Hyperoxia-exposure results in neutrophil accumulation and edema in the exposed lung. Intercellular adhesion molecule-1 (ICAM-1), a ligand for neutrophil β2 integrins, is upregulated in hyperoxia-exposed lungs and enhances neutrophil-mediated injury. Because tumor necrosis factor-α (TNF-α) and interleukin-1 (IL-1) are potent inducers of ICAM-1, we investigated whether TNF-α and IL-1β mRNA increase prior to the increase in ICAM-1 mRNA in hyperoxia-exposed mouse lungs. We exposed mice to >95% oxygen for up to 96 h, isolated lung RNA, and assessed ICAM-1, TNF-α, and IL-1β mRNA by Northern blotting.

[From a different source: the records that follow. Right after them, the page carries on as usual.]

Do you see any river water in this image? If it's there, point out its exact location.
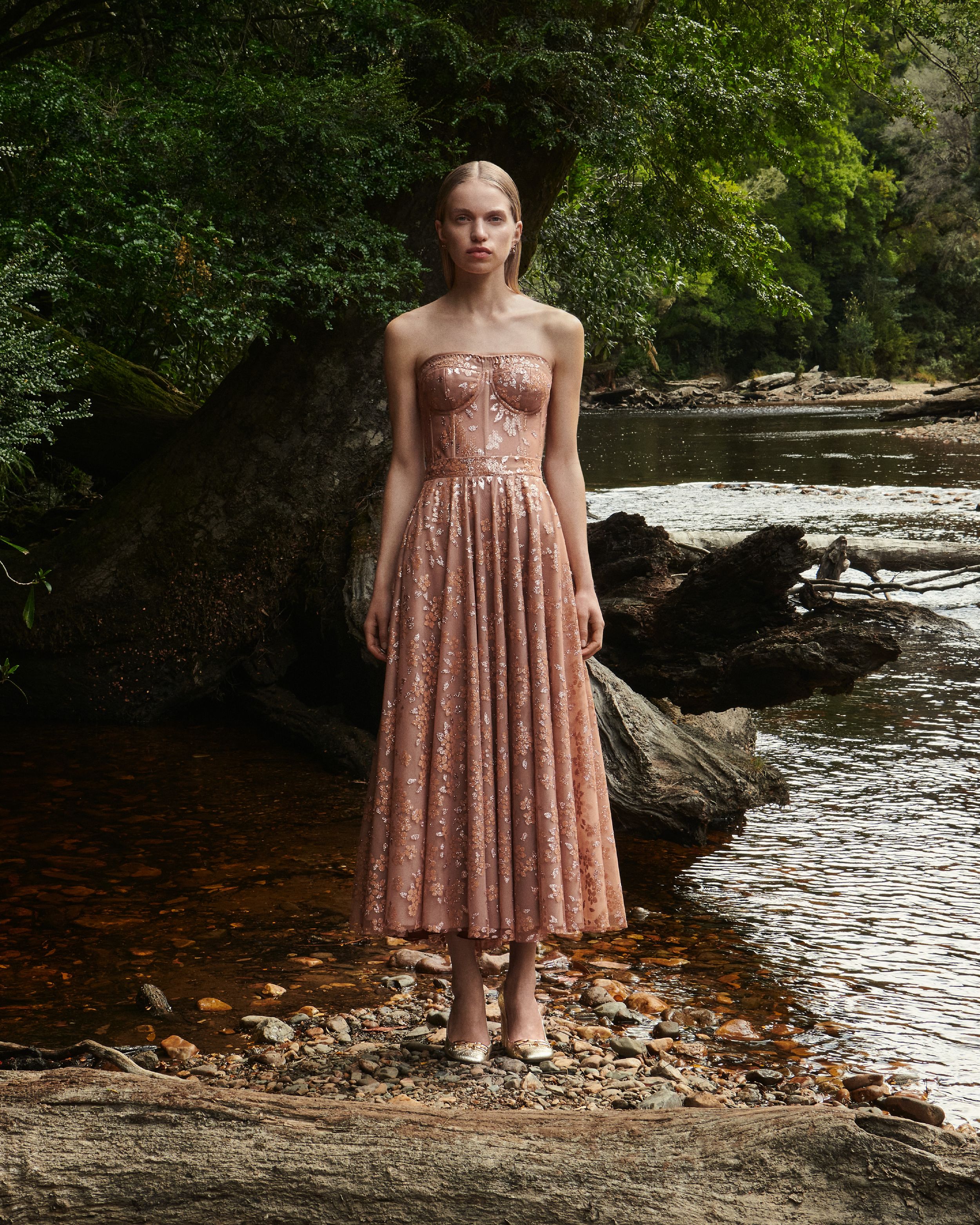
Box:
[582,409,980,1118]
[0,408,980,1121]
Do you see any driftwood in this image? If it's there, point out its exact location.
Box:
[0,1071,980,1225]
[589,513,899,714]
[878,383,980,421]
[670,532,980,577]
[588,659,789,845]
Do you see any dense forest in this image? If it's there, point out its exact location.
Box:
[0,0,980,492]
[0,0,980,728]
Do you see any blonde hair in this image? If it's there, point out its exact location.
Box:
[436,162,521,294]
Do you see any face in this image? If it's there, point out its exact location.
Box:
[436,179,522,274]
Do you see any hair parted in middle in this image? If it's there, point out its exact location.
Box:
[436,162,521,294]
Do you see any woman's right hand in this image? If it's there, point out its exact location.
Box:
[364,588,391,664]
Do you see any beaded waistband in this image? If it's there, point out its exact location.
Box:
[425,456,541,480]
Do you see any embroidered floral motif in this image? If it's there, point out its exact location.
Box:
[353,353,626,944]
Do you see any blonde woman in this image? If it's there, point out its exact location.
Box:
[353,162,626,1063]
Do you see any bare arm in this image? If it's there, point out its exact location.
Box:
[544,320,603,659]
[364,320,425,660]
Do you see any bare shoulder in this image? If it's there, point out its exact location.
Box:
[524,303,586,353]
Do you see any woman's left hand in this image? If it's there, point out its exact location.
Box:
[575,588,605,659]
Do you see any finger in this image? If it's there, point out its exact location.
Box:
[578,613,589,650]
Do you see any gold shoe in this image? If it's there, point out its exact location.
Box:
[442,1009,490,1063]
[443,1041,490,1063]
[497,991,555,1063]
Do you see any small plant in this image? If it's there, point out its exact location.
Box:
[0,537,51,702]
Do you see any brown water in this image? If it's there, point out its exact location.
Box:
[0,719,839,1067]
[0,410,980,1120]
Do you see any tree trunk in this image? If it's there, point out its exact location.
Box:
[0,1071,980,1225]
[0,142,573,725]
[670,532,980,575]
[589,512,899,714]
[588,659,789,846]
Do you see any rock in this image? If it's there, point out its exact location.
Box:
[252,1017,295,1042]
[714,1018,762,1042]
[479,953,511,978]
[848,1084,888,1105]
[592,979,630,1001]
[588,513,898,725]
[381,974,417,991]
[647,1038,674,1055]
[136,982,174,1017]
[255,1051,285,1068]
[843,1072,884,1090]
[126,1046,160,1072]
[735,370,796,391]
[415,957,452,974]
[609,1034,647,1058]
[664,1008,718,1029]
[160,1034,198,1063]
[854,1110,970,1156]
[882,1093,946,1127]
[745,1068,785,1089]
[639,1089,684,1110]
[626,991,673,1019]
[388,948,428,970]
[588,659,785,843]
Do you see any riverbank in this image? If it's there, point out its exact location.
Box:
[0,1072,980,1225]
[894,416,980,447]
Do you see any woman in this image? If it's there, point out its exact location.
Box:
[353,162,625,1063]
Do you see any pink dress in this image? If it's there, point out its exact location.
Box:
[352,353,626,947]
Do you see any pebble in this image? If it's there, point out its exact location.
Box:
[252,1017,295,1042]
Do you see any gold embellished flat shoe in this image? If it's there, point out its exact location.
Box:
[445,1042,490,1063]
[497,991,555,1063]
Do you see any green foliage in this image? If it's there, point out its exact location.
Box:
[0,246,87,492]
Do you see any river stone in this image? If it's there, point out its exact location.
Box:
[883,1093,946,1127]
[639,1089,684,1110]
[252,1017,295,1042]
[609,1034,647,1058]
[745,1068,785,1089]
[578,987,615,1008]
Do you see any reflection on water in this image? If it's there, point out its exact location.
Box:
[582,412,980,1118]
[578,409,980,489]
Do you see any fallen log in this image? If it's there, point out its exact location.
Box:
[589,513,899,714]
[588,659,789,846]
[0,1071,980,1225]
[878,394,980,421]
[669,532,980,575]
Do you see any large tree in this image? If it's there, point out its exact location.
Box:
[0,0,936,724]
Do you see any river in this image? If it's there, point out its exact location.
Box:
[582,408,980,1118]
[0,408,980,1121]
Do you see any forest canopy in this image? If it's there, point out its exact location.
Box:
[0,0,980,468]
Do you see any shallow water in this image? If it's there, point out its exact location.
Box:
[582,412,980,1118]
[0,409,980,1120]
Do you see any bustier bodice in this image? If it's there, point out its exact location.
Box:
[418,353,551,478]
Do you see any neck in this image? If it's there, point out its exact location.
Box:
[446,266,515,315]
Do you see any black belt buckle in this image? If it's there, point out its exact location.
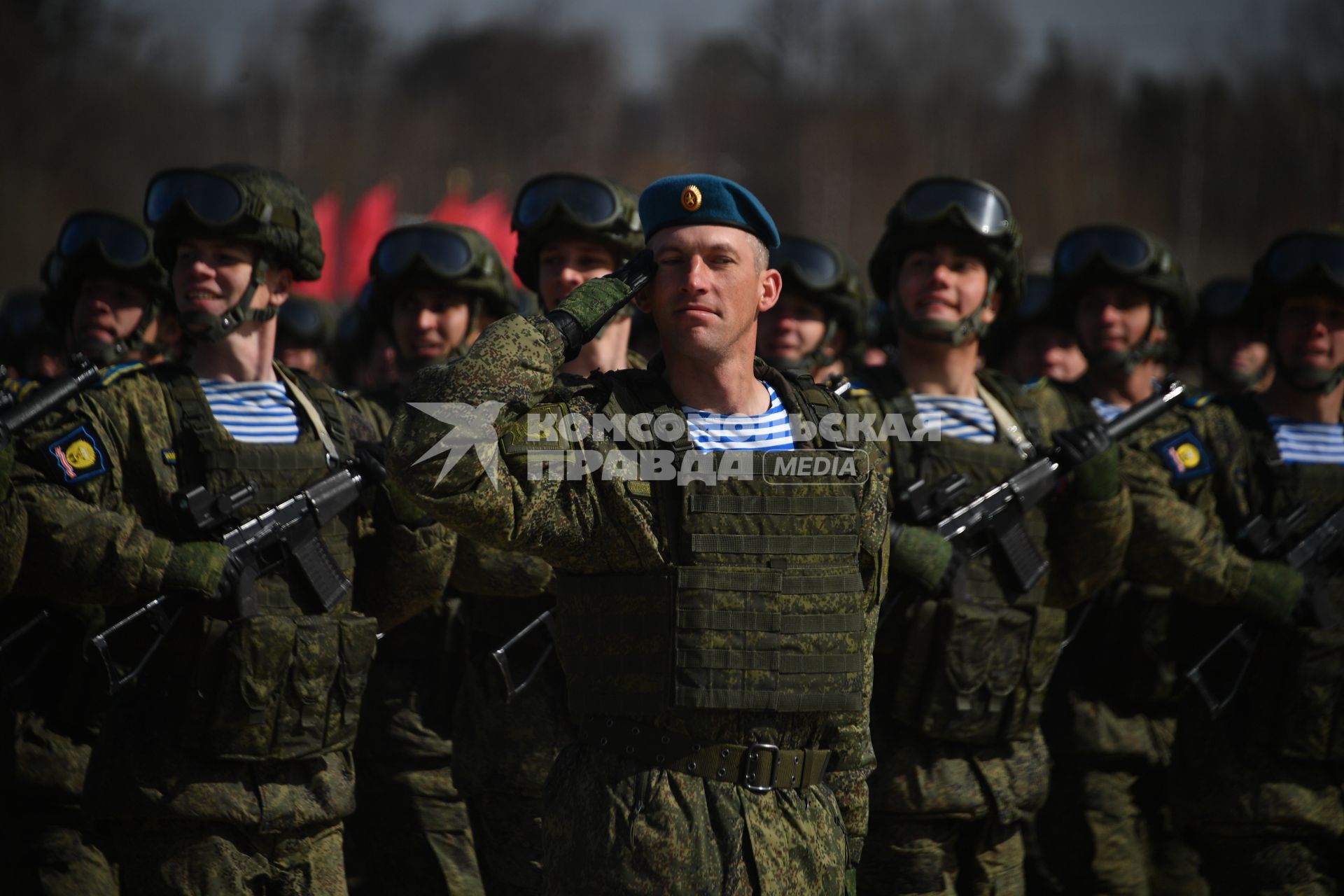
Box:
[743,743,780,794]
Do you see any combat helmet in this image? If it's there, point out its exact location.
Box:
[1247,225,1344,392]
[868,176,1023,345]
[511,172,644,293]
[145,164,326,342]
[766,234,872,370]
[368,220,513,355]
[42,209,172,367]
[1051,224,1195,372]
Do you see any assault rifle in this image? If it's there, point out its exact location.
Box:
[897,380,1185,594]
[1185,504,1344,719]
[491,610,555,703]
[0,355,98,444]
[90,453,387,693]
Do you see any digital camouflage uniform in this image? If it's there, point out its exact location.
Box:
[345,390,484,895]
[1036,386,1210,896]
[390,310,886,893]
[1122,398,1344,893]
[16,351,446,893]
[847,368,1130,895]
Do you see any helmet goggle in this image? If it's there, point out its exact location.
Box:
[1264,234,1344,288]
[145,168,298,231]
[887,177,1012,237]
[1055,227,1170,278]
[770,237,846,293]
[368,227,477,279]
[513,174,621,230]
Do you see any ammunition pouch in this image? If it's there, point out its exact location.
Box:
[181,615,378,762]
[892,599,1065,744]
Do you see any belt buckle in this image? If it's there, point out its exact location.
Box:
[743,743,780,794]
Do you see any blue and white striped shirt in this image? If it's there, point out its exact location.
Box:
[1268,415,1344,463]
[200,380,298,444]
[914,393,999,444]
[681,383,793,451]
[1091,398,1125,423]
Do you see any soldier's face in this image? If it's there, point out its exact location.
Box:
[536,239,615,310]
[1077,285,1166,352]
[70,276,149,345]
[894,244,997,323]
[1275,293,1344,370]
[636,224,780,358]
[172,239,292,326]
[757,293,827,361]
[393,286,472,361]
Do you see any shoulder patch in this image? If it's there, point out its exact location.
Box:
[1151,430,1214,482]
[98,361,145,388]
[47,426,108,485]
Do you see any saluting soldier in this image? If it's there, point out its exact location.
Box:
[846,177,1130,895]
[391,174,887,893]
[15,164,447,893]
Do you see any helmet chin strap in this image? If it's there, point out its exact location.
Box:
[180,258,279,342]
[891,274,999,348]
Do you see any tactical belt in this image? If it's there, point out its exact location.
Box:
[580,716,831,794]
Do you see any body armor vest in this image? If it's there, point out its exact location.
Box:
[555,368,871,716]
[1234,402,1344,762]
[164,371,378,760]
[865,368,1066,744]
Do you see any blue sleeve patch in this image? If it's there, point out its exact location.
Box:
[47,426,108,485]
[1152,430,1214,482]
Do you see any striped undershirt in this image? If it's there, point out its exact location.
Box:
[1268,415,1344,463]
[681,383,793,451]
[913,393,999,444]
[1091,398,1125,423]
[200,380,298,444]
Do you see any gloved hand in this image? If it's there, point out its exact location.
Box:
[891,523,966,592]
[162,541,244,602]
[1055,423,1119,501]
[1240,560,1306,624]
[546,248,657,361]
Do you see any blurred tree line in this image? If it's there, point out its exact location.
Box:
[0,0,1344,291]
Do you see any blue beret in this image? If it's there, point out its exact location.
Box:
[640,174,780,248]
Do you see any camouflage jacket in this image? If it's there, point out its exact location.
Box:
[15,365,450,832]
[840,367,1130,823]
[390,317,886,855]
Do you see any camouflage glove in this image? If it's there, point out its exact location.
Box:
[546,248,657,361]
[1055,423,1119,501]
[891,523,965,592]
[1240,560,1305,624]
[162,541,242,599]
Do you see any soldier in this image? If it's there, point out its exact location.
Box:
[1192,276,1274,398]
[393,174,886,893]
[0,211,177,893]
[348,222,513,893]
[757,234,869,383]
[847,177,1129,893]
[986,274,1087,383]
[1037,224,1208,893]
[15,165,446,893]
[42,211,178,367]
[512,172,647,376]
[276,295,329,380]
[1122,230,1344,893]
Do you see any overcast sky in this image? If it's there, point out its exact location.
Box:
[118,0,1266,88]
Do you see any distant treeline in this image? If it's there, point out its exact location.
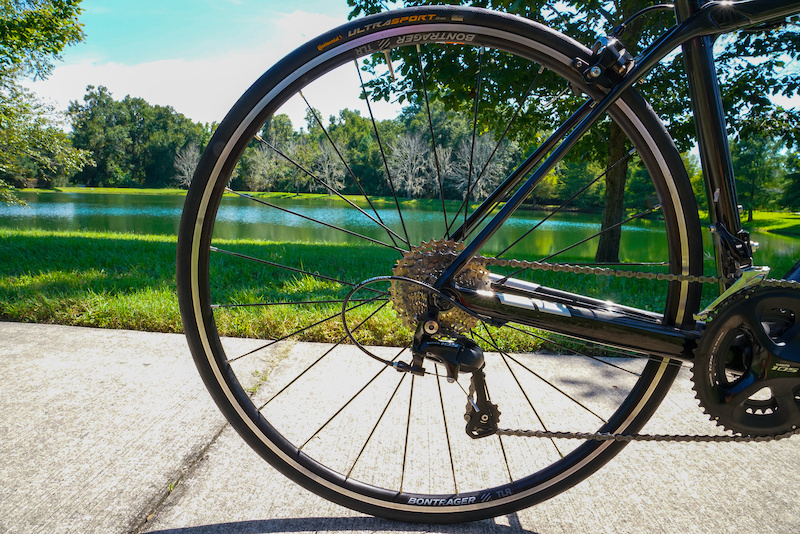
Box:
[8,86,800,218]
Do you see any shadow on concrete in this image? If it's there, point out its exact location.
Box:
[145,514,536,534]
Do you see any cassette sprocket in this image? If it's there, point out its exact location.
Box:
[389,240,489,333]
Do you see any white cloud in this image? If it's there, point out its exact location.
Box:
[21,11,404,129]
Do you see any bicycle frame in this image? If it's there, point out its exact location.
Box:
[435,0,800,359]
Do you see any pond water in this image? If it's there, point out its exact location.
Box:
[0,192,800,270]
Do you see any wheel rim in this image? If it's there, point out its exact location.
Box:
[180,8,700,512]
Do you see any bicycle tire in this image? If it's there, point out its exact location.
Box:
[177,6,702,522]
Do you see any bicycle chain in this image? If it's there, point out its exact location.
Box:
[480,256,800,443]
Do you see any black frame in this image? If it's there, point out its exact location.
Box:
[435,0,800,359]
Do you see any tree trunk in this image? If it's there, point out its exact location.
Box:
[595,122,628,263]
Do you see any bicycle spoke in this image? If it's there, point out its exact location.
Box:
[483,324,564,458]
[417,45,450,239]
[345,373,408,484]
[353,59,411,247]
[464,47,483,228]
[398,375,417,493]
[297,342,405,450]
[225,188,405,254]
[226,297,388,363]
[294,91,410,246]
[447,67,544,238]
[258,303,389,412]
[209,247,389,295]
[436,367,458,493]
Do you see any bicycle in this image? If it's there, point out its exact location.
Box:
[177,0,800,522]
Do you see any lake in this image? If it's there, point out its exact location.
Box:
[0,192,800,270]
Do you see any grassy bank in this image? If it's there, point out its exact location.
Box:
[0,230,181,332]
[742,211,800,237]
[0,230,708,350]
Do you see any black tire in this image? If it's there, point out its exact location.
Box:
[177,7,702,522]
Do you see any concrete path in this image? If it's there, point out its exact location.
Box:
[0,323,800,534]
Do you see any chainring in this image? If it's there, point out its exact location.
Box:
[692,287,800,436]
[389,240,489,333]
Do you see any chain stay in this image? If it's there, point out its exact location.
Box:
[497,428,800,443]
[481,257,800,443]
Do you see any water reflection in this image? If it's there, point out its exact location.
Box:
[0,192,800,268]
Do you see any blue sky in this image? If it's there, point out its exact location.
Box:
[29,0,350,122]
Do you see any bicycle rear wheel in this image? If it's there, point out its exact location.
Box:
[178,7,702,522]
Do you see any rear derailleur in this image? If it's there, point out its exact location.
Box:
[405,320,500,439]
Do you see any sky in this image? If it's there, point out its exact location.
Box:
[27,0,366,127]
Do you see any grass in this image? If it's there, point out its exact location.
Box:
[0,230,708,350]
[0,230,181,332]
[742,211,800,237]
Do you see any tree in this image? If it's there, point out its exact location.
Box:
[781,152,800,210]
[68,85,132,187]
[175,143,200,187]
[348,0,800,262]
[0,0,89,203]
[68,85,211,187]
[440,132,515,200]
[0,0,84,78]
[0,79,91,188]
[731,135,784,222]
[389,132,435,198]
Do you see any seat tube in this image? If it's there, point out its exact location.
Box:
[675,0,742,284]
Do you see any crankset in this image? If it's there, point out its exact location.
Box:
[692,287,800,436]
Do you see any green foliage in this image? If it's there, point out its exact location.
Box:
[0,74,91,191]
[0,0,84,78]
[731,135,784,222]
[0,0,90,203]
[68,86,212,187]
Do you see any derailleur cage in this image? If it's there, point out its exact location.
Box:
[464,368,500,439]
[406,319,500,439]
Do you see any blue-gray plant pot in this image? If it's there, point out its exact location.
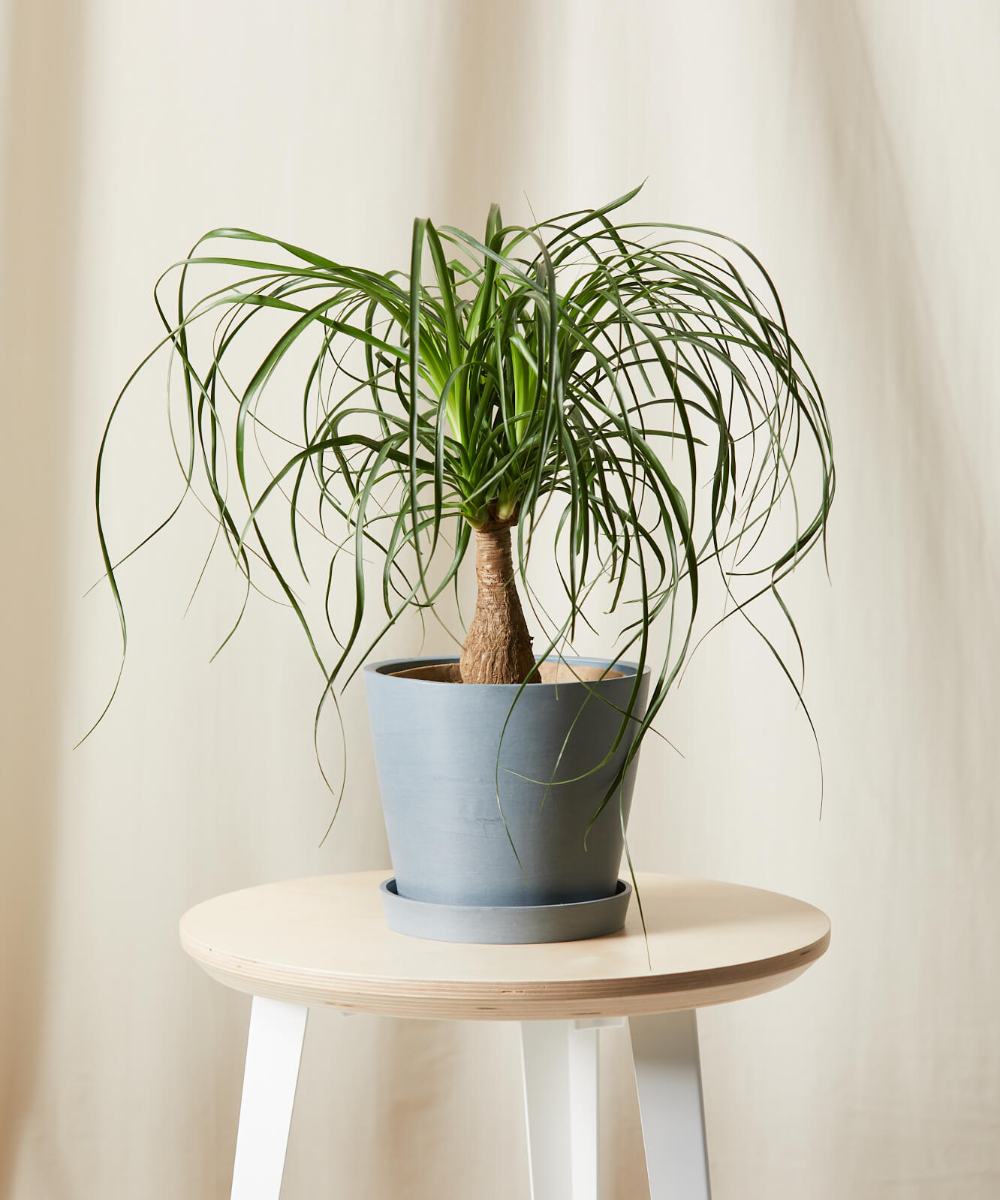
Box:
[365,658,649,941]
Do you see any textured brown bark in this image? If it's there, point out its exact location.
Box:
[460,520,538,683]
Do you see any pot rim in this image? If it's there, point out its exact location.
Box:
[364,654,652,695]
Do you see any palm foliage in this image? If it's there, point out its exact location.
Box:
[97,182,834,806]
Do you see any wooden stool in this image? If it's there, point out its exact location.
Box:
[180,871,830,1200]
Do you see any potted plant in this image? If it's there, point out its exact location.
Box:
[97,188,834,941]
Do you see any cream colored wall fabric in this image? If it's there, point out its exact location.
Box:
[0,0,1000,1200]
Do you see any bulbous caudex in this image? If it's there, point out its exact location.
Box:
[460,504,538,684]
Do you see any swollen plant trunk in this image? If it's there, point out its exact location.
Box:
[460,521,538,683]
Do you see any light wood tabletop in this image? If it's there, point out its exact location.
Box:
[180,870,830,1021]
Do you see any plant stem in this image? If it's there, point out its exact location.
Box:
[460,516,538,683]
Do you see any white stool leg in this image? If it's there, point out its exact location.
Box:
[232,996,309,1200]
[521,1021,600,1200]
[629,1009,711,1200]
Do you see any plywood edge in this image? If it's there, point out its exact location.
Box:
[180,925,830,1020]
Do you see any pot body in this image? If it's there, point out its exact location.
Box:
[365,658,649,906]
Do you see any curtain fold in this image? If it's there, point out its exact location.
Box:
[0,0,1000,1200]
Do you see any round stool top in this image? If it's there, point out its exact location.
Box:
[180,870,830,1021]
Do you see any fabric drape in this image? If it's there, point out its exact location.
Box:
[0,0,1000,1200]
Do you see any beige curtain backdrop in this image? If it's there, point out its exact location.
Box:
[0,0,1000,1200]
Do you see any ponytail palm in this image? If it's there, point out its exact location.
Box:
[97,182,834,787]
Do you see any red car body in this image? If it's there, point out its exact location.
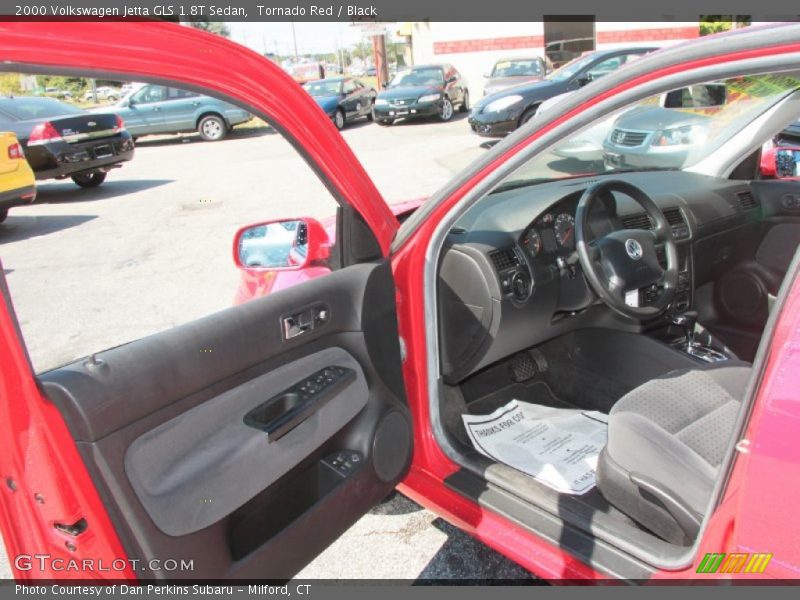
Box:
[0,21,800,581]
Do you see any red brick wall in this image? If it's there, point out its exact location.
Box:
[433,35,544,54]
[597,26,700,44]
[433,27,700,54]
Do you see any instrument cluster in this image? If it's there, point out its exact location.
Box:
[520,212,575,258]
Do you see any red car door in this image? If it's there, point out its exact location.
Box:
[0,22,412,579]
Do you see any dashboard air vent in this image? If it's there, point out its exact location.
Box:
[736,191,758,210]
[489,246,519,272]
[622,213,653,229]
[664,208,686,227]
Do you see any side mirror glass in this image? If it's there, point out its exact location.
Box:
[662,83,728,108]
[761,147,800,179]
[233,218,330,271]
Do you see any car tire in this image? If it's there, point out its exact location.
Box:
[333,108,345,131]
[439,96,455,122]
[197,115,228,142]
[518,105,539,127]
[72,171,108,188]
[458,90,469,113]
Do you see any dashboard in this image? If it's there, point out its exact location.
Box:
[438,172,757,382]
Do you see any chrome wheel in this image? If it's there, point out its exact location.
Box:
[439,96,453,121]
[197,115,228,142]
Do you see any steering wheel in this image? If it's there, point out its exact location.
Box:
[575,180,678,319]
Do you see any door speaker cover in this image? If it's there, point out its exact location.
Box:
[372,410,411,482]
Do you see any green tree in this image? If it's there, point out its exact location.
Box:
[700,15,751,35]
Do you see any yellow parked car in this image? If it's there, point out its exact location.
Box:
[0,132,36,223]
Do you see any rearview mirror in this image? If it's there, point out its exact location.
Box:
[233,218,330,271]
[662,83,728,108]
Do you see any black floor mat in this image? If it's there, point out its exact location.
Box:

We found that neither TNF-α nor IL-1β mRNA was detectable prior to 96 h, while ICAM-1 mRNA increased by 48 h. To further assess TNF-α and IL-1β mRNA, we employed quantitative reverse-transcriptase polymerase chain reaction (RTPCR) using a mimic DNA (mimic) species as an internal control for PCR. Mimic DNA was identical to reverse-transcribed cDNA (wild type), except for 147 bp of irrelevant DNA ligated into the original cDNA. For each lung RNA sample we reverse transcribed total lung RNA and coamplified the resulting wild-type cDNA with serial dilutions of mimic DNA in a PCR containing [32P] dCTP. After PCR, we electrophoresed the samples and determined the concentration of TNF-α and IL-1β wild-type cDNAs by the ratios of wild type to mimic counts. We found no increase in TNF-α or IL-1β mRNA through 72 h of hyperoxia exposure, while there was an approximately 10-fold increase in TNF-α mRNA and a 35-fold increase in IL-1β mRNA within 2 h in the lungs of animals exposed to endotoxin. In conclusion, our data suggest that TNF-α and IL-1β are not responsible for the upregulation of ICAM-1 in hyperoxia-exposed mouse lungs.